The Year the Stage Was Gone
In early 2020, the COVID-19 pandemic hit. Musicians lost all of their gigs. The world came to a stop, and the stage became a digital platform. It was hard for Joshua and for many performers who thrive on the energy and joy of a crowd to only be able to perform online. “It definitely felt like a rug was being pulled out from underneath you. To be real honest, it didn’t hit me until May or June. So, we were in quarantine for a while. Then I realized, ‘I’m not playing shows this year at all.’”
Joshua leans forward and places his arms on my desk, and the sadness he must have felt during the pandemic washes over his face. For him, there was a genuine feeling of isolation, which is the worst thing for depression. “You have to rely on people to be there for you, and so I felt alone,” he recalls.

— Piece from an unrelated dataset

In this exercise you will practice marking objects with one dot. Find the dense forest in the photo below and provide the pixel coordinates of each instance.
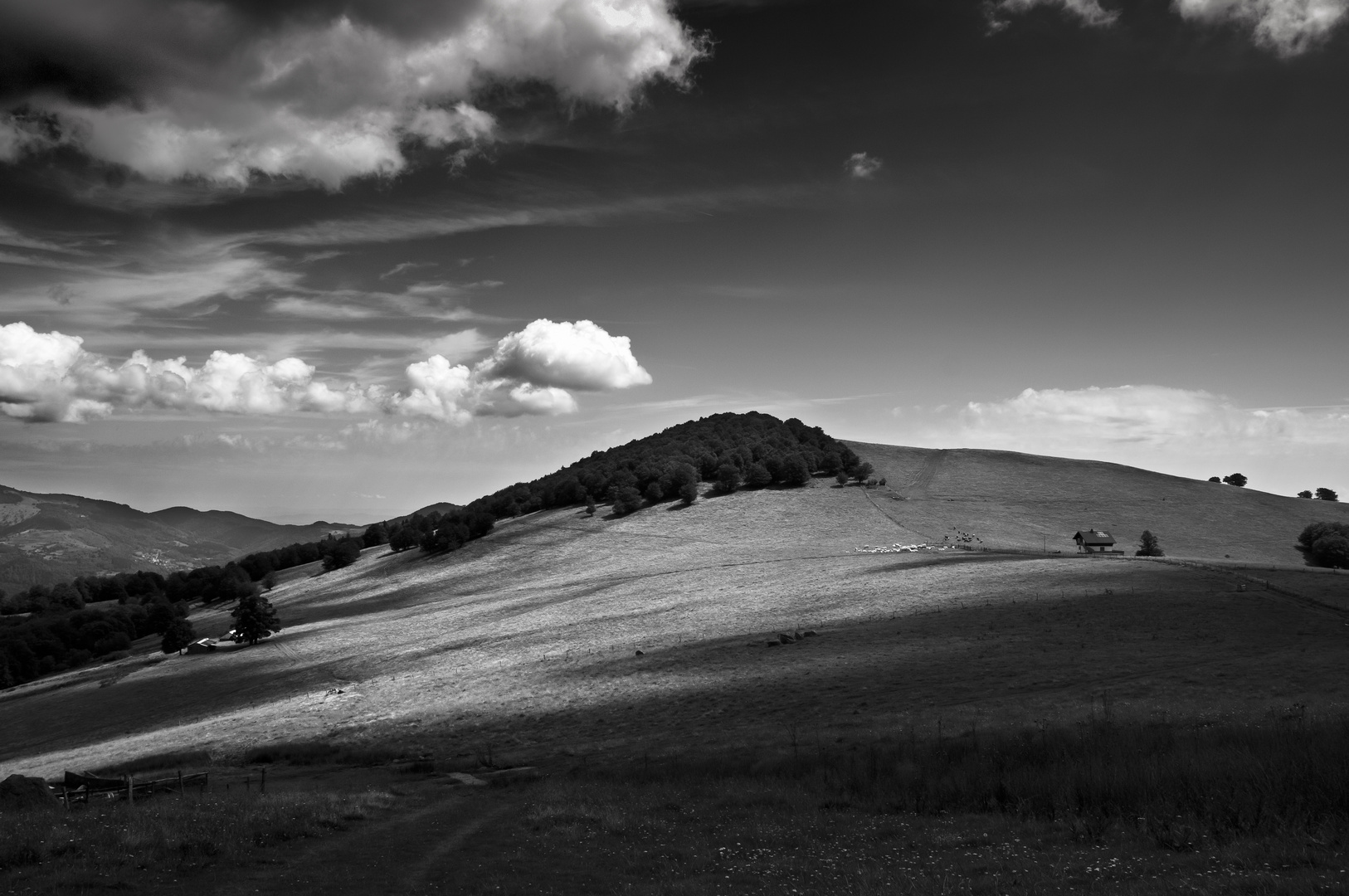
(46, 629)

To help combat this feeling of loneliness, Joshua and his band mate, Matt Weisberg, began writing and producing songs. Two were released: “A Song for the Rain” and “Isolate.” Writing, producing, and releasing the songs helped in the moment, but the good feelings didn’t last. Joshua played a few live shows online, but in the end, it made him feel worse because he saw no one was watching him. Twenty-twenty made him realize his self-worth as a human being was tied to being a musician, but one that plays on stage and connects with the audience.
As the world settles into the new normal and vaccines are being distributed, Joshua and his band are back playing a few gigs. They even plan to release a new single this year called “Revival.” This new release is a game-changer, and the song embodies the band more than any of their previous releases over the last six years.
He knows his struggles with depression and PTSD will always be there, but Joshua still puts on a smile. This year is bringing life back into focus and creating more on-stage opportunities. The future looks pretty bright for him and The States.